This presentation is short. We're looking to come in under 45 minutes, which
means we will not have time to cover granular detail.

I won't cover everything you need to know and I won't be including, "Here's how
to do this in R/Python/whatever" because you are working with all different
systems. My goal is to introduce the vocabulary and concepts you will need to
Google your way to success.

---

* Look at your data
* Make a data dictionary

---

name: Look at your data
class: 
background-image: url(images/data-intake-basic-ew1.jpg)

### {{ name }}

???

With innocence and enthusiasm, we approach our data!...

name: Look at your data
background-image: url(images/data-intake-basic-ew2.jpg)

???

... only to be inevitably disappointed.

Look at the first ten rows of your data.
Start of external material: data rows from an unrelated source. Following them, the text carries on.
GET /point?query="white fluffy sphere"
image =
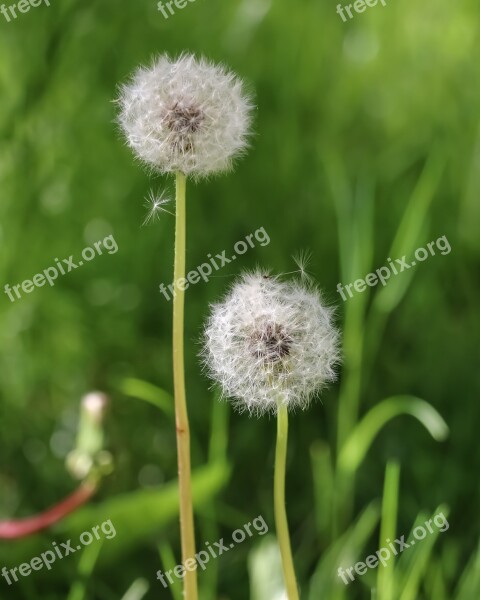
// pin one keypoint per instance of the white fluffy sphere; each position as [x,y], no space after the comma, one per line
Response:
[270,342]
[185,115]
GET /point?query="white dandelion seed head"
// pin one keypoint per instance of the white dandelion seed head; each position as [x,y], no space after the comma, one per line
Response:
[271,341]
[185,115]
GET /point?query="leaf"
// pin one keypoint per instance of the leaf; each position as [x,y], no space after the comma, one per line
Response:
[417,558]
[136,517]
[386,574]
[344,553]
[357,445]
[265,569]
[137,590]
[136,388]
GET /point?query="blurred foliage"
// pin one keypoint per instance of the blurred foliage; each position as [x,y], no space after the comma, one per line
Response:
[367,146]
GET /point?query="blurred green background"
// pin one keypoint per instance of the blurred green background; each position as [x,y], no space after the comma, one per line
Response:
[366,145]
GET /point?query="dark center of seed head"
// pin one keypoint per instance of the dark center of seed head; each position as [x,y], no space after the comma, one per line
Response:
[271,343]
[184,120]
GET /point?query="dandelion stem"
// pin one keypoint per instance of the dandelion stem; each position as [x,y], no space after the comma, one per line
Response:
[281,522]
[187,531]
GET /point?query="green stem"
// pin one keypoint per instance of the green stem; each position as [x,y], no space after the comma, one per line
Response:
[281,522]
[187,531]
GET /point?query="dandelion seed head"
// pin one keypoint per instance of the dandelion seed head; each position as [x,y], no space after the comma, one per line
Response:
[271,341]
[185,115]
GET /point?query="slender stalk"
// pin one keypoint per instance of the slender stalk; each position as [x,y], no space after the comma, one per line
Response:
[18,528]
[281,522]
[187,531]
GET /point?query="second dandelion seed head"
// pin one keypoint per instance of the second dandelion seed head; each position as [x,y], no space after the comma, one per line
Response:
[271,342]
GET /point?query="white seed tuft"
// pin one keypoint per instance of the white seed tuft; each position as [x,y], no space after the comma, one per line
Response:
[185,115]
[270,342]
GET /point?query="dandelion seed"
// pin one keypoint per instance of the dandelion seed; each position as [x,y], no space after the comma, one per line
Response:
[271,343]
[185,115]
[302,260]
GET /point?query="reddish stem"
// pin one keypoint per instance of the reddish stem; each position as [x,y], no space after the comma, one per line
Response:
[23,527]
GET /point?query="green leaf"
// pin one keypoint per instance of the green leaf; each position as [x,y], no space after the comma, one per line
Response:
[344,553]
[416,558]
[265,569]
[137,590]
[362,437]
[136,388]
[386,574]
[136,516]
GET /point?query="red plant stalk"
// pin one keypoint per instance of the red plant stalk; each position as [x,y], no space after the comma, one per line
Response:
[14,529]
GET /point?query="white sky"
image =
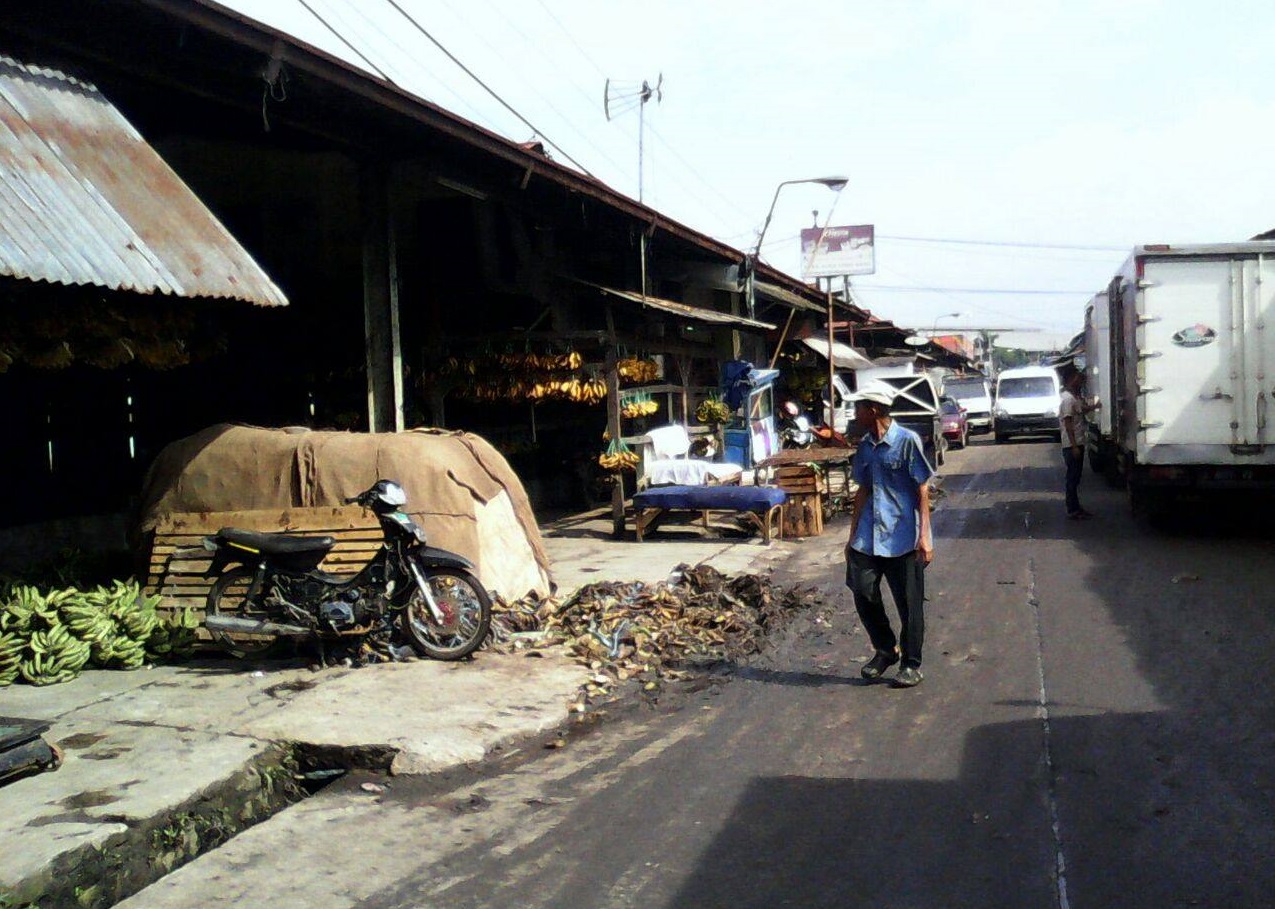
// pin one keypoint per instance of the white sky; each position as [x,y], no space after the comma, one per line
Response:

Where possible, do it in a way that
won't impose transformations on your data (like opening a .csv file in a text
editor)

---

The file
* File size (100 MB? 100 GB?)
* File type (.csv, .RData, .xlsx)
* Date and time of creation (not reliable)

The data
* Number of observations (rows)
* Number of variables (columns)

---

Characters
* Encoding: `≤80` becomes `â‰¤80%`
* White space: `Bob_` versus `Bob _`
* Capitalization: `Summit` and `summit`

Numerics
* Stored with meaningful characters: `$100`, `50%`
* Scale: Is this `weight` variable in pounds or grams? (JK it's in stone)

---

Factors
* Factor v. character variables depends on your use case.
* Defining a variable as a factor is a way of indicating there are a finite and,
  at least potentially, known set of possible values.

Dates
* Date storage is worth an entire presentation
* "Zero day": 1970 vs. 1900
* ISO standard and everything else: "06/20/1989" vs. 1989-06-20

???

Linux counts the zero time as 1970-01-01, Excel as 1900-01-01. You should check
what your system uses.

---

1. List all the data's variables
2. Write out your understanding of what each variable means
    * Record if you don't know what a variable means!
3. Record how each variable is stored, as far as you can tell (data type,
   scale, formatting, encoding)
4. When possible, confirm these notes with the data's source

???

Be ready to update your dictionary as you get a better understanding.

---

name: Exploratory data analysis
class: transition no-number
count: false
## {{ name }}

* Descriptive statistics
* Visualizations

???

Now that we have a literal understanding of *what* our data is, we need to start
trying to understand what our data might be able to tell us.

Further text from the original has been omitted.